Kreative Angebote für Impfmuffel sind gut und schön. Aber wenn deren Erfolg ausbleibt, sollten Geimpfte nicht die Folgen tragen müssen, meint Karin Schlottmann.

Je weniger sich impfen lassen, desto größer das Risiko von Einschränkungen, Schließungen und Verboten, die auch die Ungeimpften treffen können.
Je weniger sich impfen lassen, desto größer das Risiko von Einschränkungen, Schließungen und Verboten, die auch die Ungeimpften treffen können. © dpa

Manchmal genügt eine kleine Geste. Ein Einkaufszentrum in Chemnitz hat Zehn-Euro-Gutscheine an Impfwillige verschenkt. Dieses Angebot habe ihn überzeugt, sagte ein junger Mann. Wer weiß, ob er ohne diese kleine Zugabe den Weg zur Impfspritze jemals auf sich genommen hätte. Wenn es so einfach ist, die Zögerlichen und die Trägen zum Impfen zu bewegen, dann bitte mehr davon. Für Supermärkte, die besser als andere durch den Lockdown gekommen sind, wären solche Aktionen eine gute Gelegenheit, sich bei den Kunden zu bedanken.

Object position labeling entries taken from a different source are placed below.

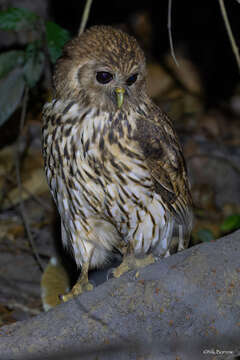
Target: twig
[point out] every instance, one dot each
(85, 16)
(169, 25)
(229, 31)
(18, 176)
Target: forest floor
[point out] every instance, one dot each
(211, 144)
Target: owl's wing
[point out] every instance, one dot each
(163, 156)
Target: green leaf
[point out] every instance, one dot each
(11, 91)
(33, 67)
(205, 235)
(17, 19)
(9, 60)
(231, 223)
(56, 38)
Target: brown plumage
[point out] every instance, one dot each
(112, 158)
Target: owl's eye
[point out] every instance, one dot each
(131, 80)
(104, 77)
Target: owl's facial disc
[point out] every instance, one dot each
(119, 92)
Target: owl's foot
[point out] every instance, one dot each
(130, 262)
(80, 287)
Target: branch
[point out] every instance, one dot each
(85, 16)
(169, 25)
(229, 31)
(19, 182)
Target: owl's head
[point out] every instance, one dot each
(104, 68)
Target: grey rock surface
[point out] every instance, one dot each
(186, 306)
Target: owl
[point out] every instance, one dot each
(112, 158)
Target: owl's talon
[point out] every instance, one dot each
(80, 287)
(130, 262)
(110, 274)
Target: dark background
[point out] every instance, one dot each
(197, 28)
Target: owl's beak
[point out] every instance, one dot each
(119, 92)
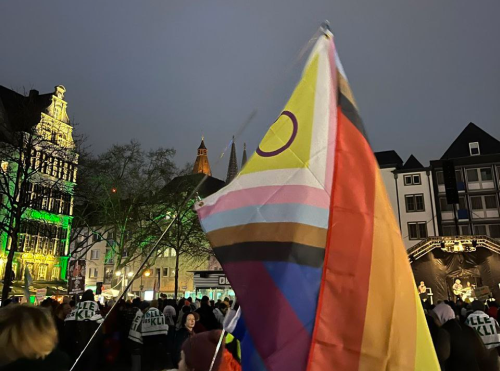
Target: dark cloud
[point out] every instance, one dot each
(165, 72)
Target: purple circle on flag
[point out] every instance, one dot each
(295, 129)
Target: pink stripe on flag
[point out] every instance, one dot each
(292, 194)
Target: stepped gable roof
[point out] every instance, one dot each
(488, 145)
(412, 164)
(387, 159)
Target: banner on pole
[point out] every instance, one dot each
(76, 282)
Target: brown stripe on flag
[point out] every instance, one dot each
(289, 252)
(273, 232)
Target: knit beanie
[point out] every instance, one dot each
(199, 351)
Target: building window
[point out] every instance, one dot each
(440, 177)
(484, 174)
(494, 230)
(480, 229)
(92, 272)
(474, 149)
(417, 230)
(42, 272)
(94, 254)
(476, 203)
(413, 179)
(488, 202)
(414, 203)
(56, 272)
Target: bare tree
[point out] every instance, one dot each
(113, 196)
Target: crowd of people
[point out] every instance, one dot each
(466, 336)
(138, 335)
(167, 335)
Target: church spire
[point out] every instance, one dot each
(232, 169)
(244, 158)
(201, 164)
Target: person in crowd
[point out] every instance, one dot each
(198, 353)
(184, 333)
(60, 314)
(193, 307)
(149, 331)
(486, 326)
(492, 309)
(169, 313)
(198, 327)
(79, 327)
(30, 336)
(185, 309)
(219, 313)
(206, 313)
(466, 350)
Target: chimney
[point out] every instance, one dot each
(33, 94)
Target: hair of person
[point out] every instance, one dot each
(27, 332)
(184, 318)
(88, 296)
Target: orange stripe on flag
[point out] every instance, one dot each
(340, 320)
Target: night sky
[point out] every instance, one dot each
(167, 72)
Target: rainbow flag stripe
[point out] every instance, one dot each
(308, 240)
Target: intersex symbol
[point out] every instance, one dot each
(295, 129)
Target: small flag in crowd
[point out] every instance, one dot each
(309, 242)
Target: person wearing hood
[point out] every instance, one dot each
(207, 315)
(149, 331)
(466, 350)
(79, 326)
(486, 327)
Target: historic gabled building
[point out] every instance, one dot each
(409, 187)
(43, 245)
(475, 156)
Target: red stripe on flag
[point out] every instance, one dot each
(340, 319)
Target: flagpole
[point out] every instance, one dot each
(217, 349)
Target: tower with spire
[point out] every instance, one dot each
(201, 165)
(244, 157)
(232, 169)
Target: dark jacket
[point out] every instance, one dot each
(466, 349)
(207, 317)
(55, 361)
(180, 337)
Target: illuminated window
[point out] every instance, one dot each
(417, 230)
(42, 272)
(56, 272)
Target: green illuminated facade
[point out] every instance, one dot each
(44, 238)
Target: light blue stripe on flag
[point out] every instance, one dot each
(291, 213)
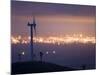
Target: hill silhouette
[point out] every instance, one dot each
(37, 67)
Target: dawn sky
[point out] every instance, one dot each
(52, 18)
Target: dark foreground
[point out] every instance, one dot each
(37, 67)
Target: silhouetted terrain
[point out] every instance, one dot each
(37, 67)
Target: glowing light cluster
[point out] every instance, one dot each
(75, 38)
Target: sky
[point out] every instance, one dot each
(52, 19)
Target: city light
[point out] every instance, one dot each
(66, 39)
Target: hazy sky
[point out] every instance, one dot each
(52, 18)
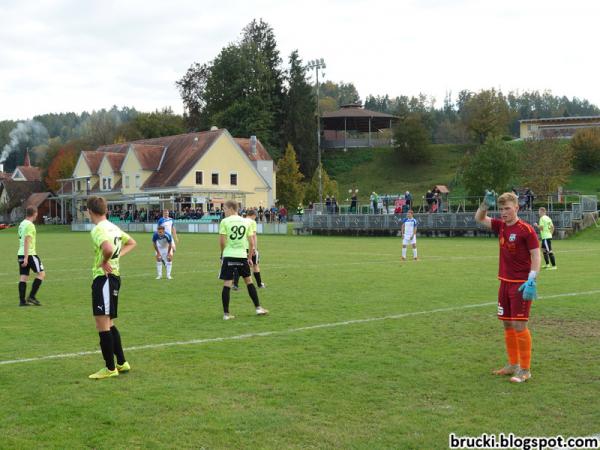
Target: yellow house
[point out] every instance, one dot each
(194, 170)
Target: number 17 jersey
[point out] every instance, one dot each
(235, 229)
(107, 231)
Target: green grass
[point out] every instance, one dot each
(403, 383)
(382, 171)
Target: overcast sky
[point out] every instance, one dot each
(76, 55)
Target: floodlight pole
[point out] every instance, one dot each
(318, 64)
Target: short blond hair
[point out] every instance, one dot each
(508, 197)
(231, 204)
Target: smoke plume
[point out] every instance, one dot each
(25, 135)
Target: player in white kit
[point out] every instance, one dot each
(409, 234)
(163, 244)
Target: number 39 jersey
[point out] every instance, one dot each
(107, 231)
(235, 229)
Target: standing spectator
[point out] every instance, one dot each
(283, 214)
(374, 201)
(530, 199)
(429, 200)
(354, 201)
(408, 199)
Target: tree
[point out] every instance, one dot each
(300, 125)
(290, 190)
(192, 88)
(412, 140)
(61, 166)
(485, 113)
(152, 125)
(546, 165)
(586, 149)
(493, 166)
(330, 187)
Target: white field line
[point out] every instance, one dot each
(282, 332)
(151, 273)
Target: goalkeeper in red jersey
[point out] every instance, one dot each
(519, 266)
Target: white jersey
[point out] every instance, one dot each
(409, 228)
(167, 223)
(162, 243)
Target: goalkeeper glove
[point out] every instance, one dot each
(529, 288)
(489, 199)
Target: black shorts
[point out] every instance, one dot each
(546, 245)
(230, 265)
(256, 258)
(33, 263)
(105, 295)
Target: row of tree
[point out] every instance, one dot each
(541, 165)
(474, 115)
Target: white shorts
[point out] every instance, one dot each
(163, 253)
(407, 240)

Was aber tun, wenn das alles nicht hilft? Die Frage, ob Impfen gegen das Coronavirus Pflicht werden sollte, wird zu Recht rege diskutiert. Es gibt inzwischen genug Dosen, aber zu wenig Oberarme. Die Einführung einer Impfpflicht wenigstens für die Mitarbeiter in Pflege- und Erzieherberufen drängt sich geradezu auf.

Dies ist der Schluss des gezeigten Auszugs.